Open mikemccand opened 8 months ago
Do you really have to start from the surface-text tokenization? Because Java has all the APIs to parse the source code already into a fully annotated tree.
For example, I believe javadoc can generate annotated source when using -linksource option and that should be accessible via Taglet API. There is also annotation API, also using java model packages, I think.
I am not saying it will be an easier path. It does not seem to be used by too many people. But it has a possibility to provide more value. E.g. give higher weight to the method names where they defined as opposed to where they are called.
I guess this depends on what you invisage by "searching source".

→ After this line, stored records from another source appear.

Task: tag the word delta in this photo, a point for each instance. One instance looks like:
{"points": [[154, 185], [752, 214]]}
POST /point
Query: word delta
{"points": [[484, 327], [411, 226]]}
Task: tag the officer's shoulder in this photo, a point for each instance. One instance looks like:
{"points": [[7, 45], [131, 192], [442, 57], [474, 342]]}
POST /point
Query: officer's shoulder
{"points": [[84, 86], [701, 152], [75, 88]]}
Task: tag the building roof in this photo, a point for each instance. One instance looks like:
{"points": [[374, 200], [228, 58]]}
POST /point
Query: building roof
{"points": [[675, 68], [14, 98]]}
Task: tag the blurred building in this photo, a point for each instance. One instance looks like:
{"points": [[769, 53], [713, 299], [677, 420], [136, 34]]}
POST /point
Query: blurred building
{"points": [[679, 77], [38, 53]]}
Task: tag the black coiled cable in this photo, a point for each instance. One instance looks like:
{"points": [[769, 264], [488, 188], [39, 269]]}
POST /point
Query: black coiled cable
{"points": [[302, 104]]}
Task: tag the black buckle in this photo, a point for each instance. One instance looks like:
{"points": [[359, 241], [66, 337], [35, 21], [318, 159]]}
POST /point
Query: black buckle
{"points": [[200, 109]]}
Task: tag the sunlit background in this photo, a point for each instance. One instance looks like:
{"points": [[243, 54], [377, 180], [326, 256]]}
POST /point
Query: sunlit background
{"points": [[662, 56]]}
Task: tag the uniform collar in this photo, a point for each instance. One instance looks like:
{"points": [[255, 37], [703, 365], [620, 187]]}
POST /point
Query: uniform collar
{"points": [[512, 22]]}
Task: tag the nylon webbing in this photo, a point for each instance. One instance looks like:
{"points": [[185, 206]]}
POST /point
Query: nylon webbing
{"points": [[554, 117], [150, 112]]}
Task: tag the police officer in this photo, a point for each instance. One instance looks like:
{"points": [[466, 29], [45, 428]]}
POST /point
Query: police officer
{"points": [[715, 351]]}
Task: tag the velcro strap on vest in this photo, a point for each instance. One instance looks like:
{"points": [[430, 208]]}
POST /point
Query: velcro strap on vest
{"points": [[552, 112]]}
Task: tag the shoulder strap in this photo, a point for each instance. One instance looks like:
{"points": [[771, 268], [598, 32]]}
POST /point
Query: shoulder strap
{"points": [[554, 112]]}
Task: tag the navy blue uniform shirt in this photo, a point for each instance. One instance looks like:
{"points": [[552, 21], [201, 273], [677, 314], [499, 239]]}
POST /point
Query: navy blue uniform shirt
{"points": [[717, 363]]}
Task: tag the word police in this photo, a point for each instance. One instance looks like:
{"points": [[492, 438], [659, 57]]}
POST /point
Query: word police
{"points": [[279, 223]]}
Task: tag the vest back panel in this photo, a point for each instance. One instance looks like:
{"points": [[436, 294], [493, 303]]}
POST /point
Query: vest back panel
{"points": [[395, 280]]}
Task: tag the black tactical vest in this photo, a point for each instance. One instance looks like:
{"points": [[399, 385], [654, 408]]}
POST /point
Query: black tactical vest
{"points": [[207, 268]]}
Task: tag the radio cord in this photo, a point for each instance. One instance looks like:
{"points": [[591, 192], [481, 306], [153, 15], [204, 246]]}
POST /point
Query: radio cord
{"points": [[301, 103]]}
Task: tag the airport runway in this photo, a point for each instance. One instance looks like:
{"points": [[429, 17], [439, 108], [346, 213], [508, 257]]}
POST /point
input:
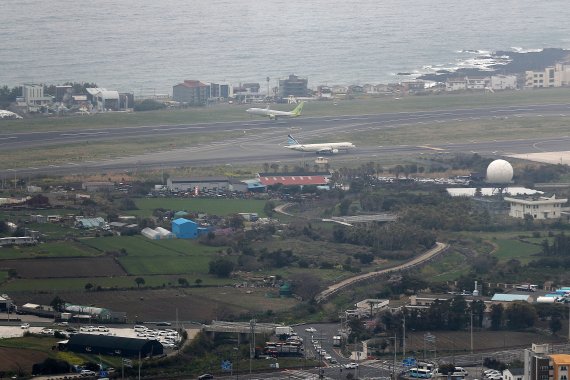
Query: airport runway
{"points": [[262, 140]]}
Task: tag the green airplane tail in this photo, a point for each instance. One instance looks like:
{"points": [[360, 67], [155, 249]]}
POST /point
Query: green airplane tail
{"points": [[298, 109]]}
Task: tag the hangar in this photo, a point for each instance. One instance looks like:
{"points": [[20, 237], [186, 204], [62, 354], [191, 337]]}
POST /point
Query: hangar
{"points": [[113, 345]]}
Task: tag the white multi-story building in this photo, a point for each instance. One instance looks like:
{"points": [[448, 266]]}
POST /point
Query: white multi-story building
{"points": [[537, 207], [33, 95], [553, 76], [477, 83], [455, 85]]}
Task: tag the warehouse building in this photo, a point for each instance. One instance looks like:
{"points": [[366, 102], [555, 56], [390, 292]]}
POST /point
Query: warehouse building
{"points": [[187, 229], [199, 184], [113, 345], [538, 207]]}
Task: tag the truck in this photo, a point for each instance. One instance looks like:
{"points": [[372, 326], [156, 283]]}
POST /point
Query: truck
{"points": [[527, 288], [283, 330], [337, 339]]}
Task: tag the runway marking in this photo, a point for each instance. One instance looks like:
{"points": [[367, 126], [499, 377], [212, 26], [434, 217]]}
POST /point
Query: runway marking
{"points": [[84, 134], [429, 147]]}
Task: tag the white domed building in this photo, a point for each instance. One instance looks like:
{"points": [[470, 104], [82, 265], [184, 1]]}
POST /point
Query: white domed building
{"points": [[500, 172]]}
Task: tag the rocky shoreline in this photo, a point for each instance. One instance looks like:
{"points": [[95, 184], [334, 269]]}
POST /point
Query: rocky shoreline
{"points": [[517, 63]]}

I like that idea @arafalov -- that would give us a nice initial tokenization, and the deep metadata (class name, method name, a class being subclassed, etc.) could enable awesome faceting / fielded search e.g. search specifically for classes matching the text, or, say only string literals, or, maybe exceptions being thrown.I love it!
We would probably do a bit more additional tokenizing, e.g. maybe split_on_underscores, or, SplitOnCamelCase, so search would match fragments inside these longish variable names. Or so synonyms could apply.
And we'd apply some of this to the query text too...
Looks like the com.sun.source.tree
package has all the juicy stuff.
I currently work at Sourcegraph on code search and would be happy to collaborate on this! For reference we use Zoekt (https://github.com/sourcegraph/zoekt), the leading open source code search engine that originally powered Google's internal code search. There are lots of nice ideas there like ngram indexing, symbol identification and boosting, and more.
If you want to go the tokenization route, we've had good luck with tree-sitter, which is a fast parser that works for most major languages. It's used all over the place, for example at GitHub for syntax highlighting and source code navigation.
@stefanvodita has a cool suggestion on the Lucene dev list thread announcing githubsearch:
Maybe we could index Lucene's source code too? How fun it'd be to search Lucene's own source code using Lucene!
GitHub recently migrated away from Elasticsearch to their own Rust-based search engine ... perhaps, if that is open source too, we could poach some ideas. Specifically the programming language tokenization would be a fun problem to tackle. It looks like GitHub's search uses ngrams for this.